Disaster Tweets Classification
ABSTRACT
In this proposed system primary task is to distinguish between tweets that about a disastrous event and normal tweets. A potential application that this can have is to inform law enforcements about urgent emergencies while ignoring other irrelevant tweets. The proposed system using Logistic Regression from linear model.
Social media platforms such as Twitter provide valuable information for aiding disaster response during emergency events. Machine learning could be used to identify such information. However, supervised learning algorithms rely on labeled data, which is not readily available for an emerging target disaster. While labeled data might be available for a prior source disaster, supervised classifiers learned only from the source disaster may not perform well on the target disaster, as each event has unique characteristics (e.g., type, id, and tweet) and may cause different social media responses.
To address this limitation, the propose system make use of domain adaptation approach, which learns classifiers from unlabeled target data, in addition to source labeled data. This approach uses the Logistic Regression, together with an iterative Self‐Training strategy. Experimental results on the task of identifying tweets relevant to a disaster of interest show that the domain adaptation classifiers are better as compared to the supervised classifiers learned only from labeled source data.
Suppose user comment related to disaster that tweets is print 1 otherwise non
related to disaster that show in 0. In this Proposed system use binary classification. So its used come with Natural Language Processing classification Problem.
In this propose system gave approximately 80% accuracy in predicting disaster versus non-disastrous tweets, with bag-of-words doing a little better over TF-IDF.
INTRODUTION
Motivation
Social media provides a powerful lens for identifying people’s behavior, decision-making, and information sources before, during, and after wide-scope events, such as natural disasters. This information is important for identifying what information is propagated through which channels, and what actions and decisions people pursue. However, so much information is generated from social media services like Twitter that filtering of noise becomes necessary.
In this proposed system classification methods for filtering tweets relevant to the disaster, and categorizing relevant tweets into fine-grained categories such as preparation and evacuation.
Existing Systems and Solutions
Inherently, a huge research focus is currently on how to make sense of the social media data that are pouring into databases and how to extract important information.
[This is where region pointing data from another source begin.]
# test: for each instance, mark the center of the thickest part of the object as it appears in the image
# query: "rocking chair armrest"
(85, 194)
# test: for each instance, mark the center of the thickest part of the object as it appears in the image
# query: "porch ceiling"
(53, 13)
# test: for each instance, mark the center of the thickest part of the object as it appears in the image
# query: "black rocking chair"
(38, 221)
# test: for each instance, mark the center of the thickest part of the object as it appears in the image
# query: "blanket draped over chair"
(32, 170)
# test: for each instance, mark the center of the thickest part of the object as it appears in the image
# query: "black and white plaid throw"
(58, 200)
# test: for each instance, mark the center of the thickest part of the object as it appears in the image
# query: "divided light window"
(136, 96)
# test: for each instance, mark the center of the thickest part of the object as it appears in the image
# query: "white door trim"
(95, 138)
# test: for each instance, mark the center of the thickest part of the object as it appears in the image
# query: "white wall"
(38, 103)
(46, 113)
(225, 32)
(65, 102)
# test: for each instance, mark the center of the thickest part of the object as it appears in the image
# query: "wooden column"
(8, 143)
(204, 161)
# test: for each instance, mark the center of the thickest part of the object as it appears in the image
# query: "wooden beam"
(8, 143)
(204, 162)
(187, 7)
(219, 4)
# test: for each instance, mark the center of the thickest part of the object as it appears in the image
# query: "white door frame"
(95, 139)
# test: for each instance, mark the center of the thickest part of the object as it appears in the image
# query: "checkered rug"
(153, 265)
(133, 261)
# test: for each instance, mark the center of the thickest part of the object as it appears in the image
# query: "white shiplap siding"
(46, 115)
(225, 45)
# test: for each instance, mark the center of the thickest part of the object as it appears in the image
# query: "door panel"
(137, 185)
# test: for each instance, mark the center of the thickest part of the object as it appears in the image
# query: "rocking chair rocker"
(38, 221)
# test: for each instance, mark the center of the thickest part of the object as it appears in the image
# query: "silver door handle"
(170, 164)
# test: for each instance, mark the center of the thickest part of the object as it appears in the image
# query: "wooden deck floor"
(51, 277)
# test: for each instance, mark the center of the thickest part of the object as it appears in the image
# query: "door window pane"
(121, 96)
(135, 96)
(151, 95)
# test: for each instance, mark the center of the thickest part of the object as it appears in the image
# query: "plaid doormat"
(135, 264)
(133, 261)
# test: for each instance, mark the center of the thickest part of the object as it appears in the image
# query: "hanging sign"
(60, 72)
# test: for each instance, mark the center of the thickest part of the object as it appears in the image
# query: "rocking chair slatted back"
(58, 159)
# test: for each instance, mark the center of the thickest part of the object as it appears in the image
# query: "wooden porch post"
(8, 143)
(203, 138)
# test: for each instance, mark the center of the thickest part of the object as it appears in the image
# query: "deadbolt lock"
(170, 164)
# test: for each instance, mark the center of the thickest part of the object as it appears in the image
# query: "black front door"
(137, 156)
In this existing system examines the identification of informative tweets from social media data, particularly during natural disasters when, being informed, is essential to people’s safety. Twitter, a microblogging site, serves as an immediate form of broadcasting information to the world; it is a place where “people digitally converge during disasters”. Were there a system to filter informational from conversational tweets, relief efforts would have an enormous advantage in deciding what to do and where to focus relief efforts. In combination with Geo-location, sentiment analysis, and other social media data mining research, informative social media filtering can lead to more correct decisions leading to fewer casualties or harmed bystanders. In this existing system, our goal is to design novel features that can be used as input to machine learning classifiers in order to automatically and accurately identify informational tweets from the rest in a timely fashion.
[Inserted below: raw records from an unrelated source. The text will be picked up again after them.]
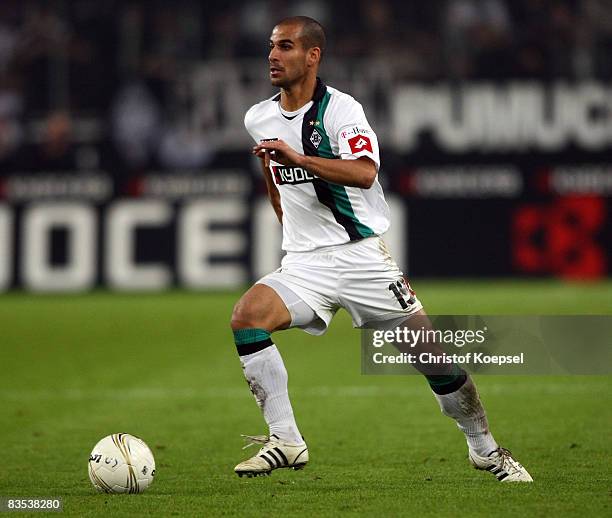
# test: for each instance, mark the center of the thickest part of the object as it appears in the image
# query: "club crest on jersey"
(284, 175)
(316, 138)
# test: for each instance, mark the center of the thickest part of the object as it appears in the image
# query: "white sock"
(465, 408)
(266, 375)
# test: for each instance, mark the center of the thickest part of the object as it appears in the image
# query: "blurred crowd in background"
(105, 72)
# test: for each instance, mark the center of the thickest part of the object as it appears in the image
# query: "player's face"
(288, 59)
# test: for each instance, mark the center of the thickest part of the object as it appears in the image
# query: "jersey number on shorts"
(401, 289)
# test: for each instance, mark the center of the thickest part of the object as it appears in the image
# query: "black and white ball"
(121, 463)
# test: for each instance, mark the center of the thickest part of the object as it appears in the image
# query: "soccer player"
(320, 160)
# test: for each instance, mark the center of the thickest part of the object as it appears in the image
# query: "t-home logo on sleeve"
(291, 175)
(360, 143)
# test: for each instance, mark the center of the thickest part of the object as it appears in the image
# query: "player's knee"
(244, 317)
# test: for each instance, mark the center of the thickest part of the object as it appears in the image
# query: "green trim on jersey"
(338, 192)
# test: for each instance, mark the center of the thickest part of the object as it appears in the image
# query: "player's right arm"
(273, 194)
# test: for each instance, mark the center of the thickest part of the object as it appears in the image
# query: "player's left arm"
(359, 172)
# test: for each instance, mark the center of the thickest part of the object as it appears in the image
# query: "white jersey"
(317, 213)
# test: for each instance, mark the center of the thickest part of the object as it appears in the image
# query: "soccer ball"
(121, 463)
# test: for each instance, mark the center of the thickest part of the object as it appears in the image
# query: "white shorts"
(360, 277)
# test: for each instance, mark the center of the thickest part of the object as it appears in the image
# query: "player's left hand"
(280, 152)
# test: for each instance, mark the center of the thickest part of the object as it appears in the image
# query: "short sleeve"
(354, 134)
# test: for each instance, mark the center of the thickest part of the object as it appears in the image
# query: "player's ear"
(313, 56)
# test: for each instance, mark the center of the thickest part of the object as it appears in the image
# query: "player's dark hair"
(312, 33)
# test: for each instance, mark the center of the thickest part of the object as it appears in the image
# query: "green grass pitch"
(76, 368)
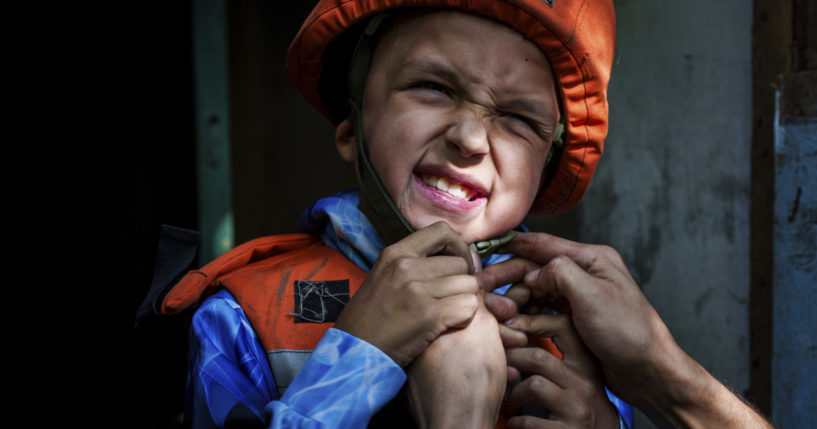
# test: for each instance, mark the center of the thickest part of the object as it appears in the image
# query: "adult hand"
(640, 360)
(417, 289)
(459, 380)
(570, 388)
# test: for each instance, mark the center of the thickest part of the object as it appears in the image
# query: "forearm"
(688, 396)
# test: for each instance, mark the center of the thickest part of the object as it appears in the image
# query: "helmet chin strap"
(375, 199)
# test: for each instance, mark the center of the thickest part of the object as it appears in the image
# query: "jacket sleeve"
(343, 383)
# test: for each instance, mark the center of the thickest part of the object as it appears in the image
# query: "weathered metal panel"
(210, 62)
(794, 331)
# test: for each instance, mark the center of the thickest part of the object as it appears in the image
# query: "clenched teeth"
(454, 189)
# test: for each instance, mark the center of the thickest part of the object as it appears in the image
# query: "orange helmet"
(576, 36)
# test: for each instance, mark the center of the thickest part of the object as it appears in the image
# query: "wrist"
(688, 396)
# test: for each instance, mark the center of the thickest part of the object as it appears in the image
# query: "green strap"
(387, 218)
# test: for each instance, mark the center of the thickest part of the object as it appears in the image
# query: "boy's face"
(458, 116)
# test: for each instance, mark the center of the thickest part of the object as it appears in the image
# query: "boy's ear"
(345, 141)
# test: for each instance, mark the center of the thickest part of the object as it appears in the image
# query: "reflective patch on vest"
(285, 365)
(320, 301)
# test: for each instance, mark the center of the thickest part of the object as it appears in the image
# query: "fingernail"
(531, 277)
(477, 262)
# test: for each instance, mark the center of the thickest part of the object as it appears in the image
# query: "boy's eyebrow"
(525, 105)
(521, 104)
(425, 65)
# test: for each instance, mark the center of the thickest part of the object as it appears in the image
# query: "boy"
(450, 119)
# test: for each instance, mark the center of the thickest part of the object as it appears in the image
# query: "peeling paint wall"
(672, 190)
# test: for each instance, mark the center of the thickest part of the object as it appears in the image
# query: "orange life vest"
(262, 275)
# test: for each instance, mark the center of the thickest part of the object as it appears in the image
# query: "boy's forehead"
(415, 28)
(459, 46)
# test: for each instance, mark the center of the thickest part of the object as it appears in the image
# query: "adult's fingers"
(560, 328)
(563, 277)
(457, 311)
(449, 286)
(536, 389)
(501, 307)
(512, 338)
(542, 248)
(519, 294)
(510, 271)
(436, 239)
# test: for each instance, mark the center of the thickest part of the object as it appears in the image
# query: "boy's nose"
(468, 134)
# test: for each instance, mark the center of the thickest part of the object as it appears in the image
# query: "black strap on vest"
(175, 256)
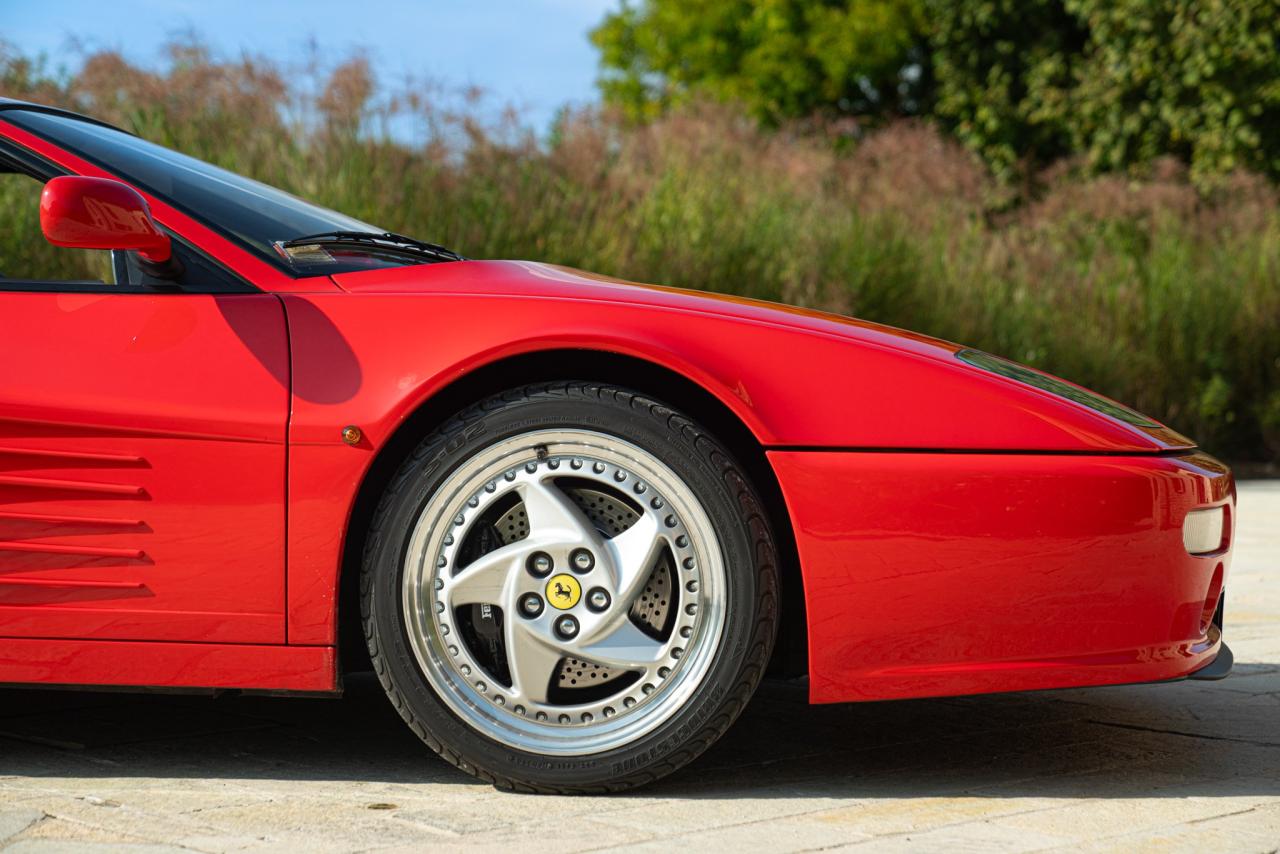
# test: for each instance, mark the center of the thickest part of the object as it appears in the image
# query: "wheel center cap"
(563, 590)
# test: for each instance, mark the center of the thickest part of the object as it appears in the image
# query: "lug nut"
(540, 563)
(598, 599)
(530, 604)
(581, 560)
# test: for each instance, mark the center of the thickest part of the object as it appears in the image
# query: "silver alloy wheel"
(611, 517)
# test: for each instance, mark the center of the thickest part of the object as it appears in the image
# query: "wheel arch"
(790, 654)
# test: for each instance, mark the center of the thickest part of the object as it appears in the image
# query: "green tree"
(1120, 82)
(1004, 69)
(1200, 81)
(781, 58)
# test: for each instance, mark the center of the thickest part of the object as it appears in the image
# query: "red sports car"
(565, 517)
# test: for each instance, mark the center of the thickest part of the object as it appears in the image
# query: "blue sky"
(533, 54)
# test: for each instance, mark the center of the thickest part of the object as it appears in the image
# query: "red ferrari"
(248, 443)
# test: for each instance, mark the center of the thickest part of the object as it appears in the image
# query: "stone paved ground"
(1191, 766)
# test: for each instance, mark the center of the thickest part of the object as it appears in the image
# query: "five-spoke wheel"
(570, 584)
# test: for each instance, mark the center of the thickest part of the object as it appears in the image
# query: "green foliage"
(1120, 82)
(780, 58)
(1194, 80)
(1004, 69)
(1150, 291)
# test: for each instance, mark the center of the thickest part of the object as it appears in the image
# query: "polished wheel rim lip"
(671, 672)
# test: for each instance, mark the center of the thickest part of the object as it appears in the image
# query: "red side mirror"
(100, 214)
Product Needs and Proposed System
In this project the system presents classification methods for Filtering tweets relevant to the disaster, and Categorizing relevant tweets into fine-grained categories such as preparation and evacuation. This type of automatic tweet categorization can be useful both during and after disaster events. During events, tweets can help crisis managers, first responders, and others take effective action. After the event, analysts can use social media information to understand people behavior during the event. This type of understanding is of critical importance for improving risk communication and protective decision-making leading up to and during disasters, and thus for reducing harm
Description of the Data
The data given from the sample dataset is in the form of comma separated values files with “tweets” and their corresponding sentiments extracted from the source named “Kaggle” and “data.world”.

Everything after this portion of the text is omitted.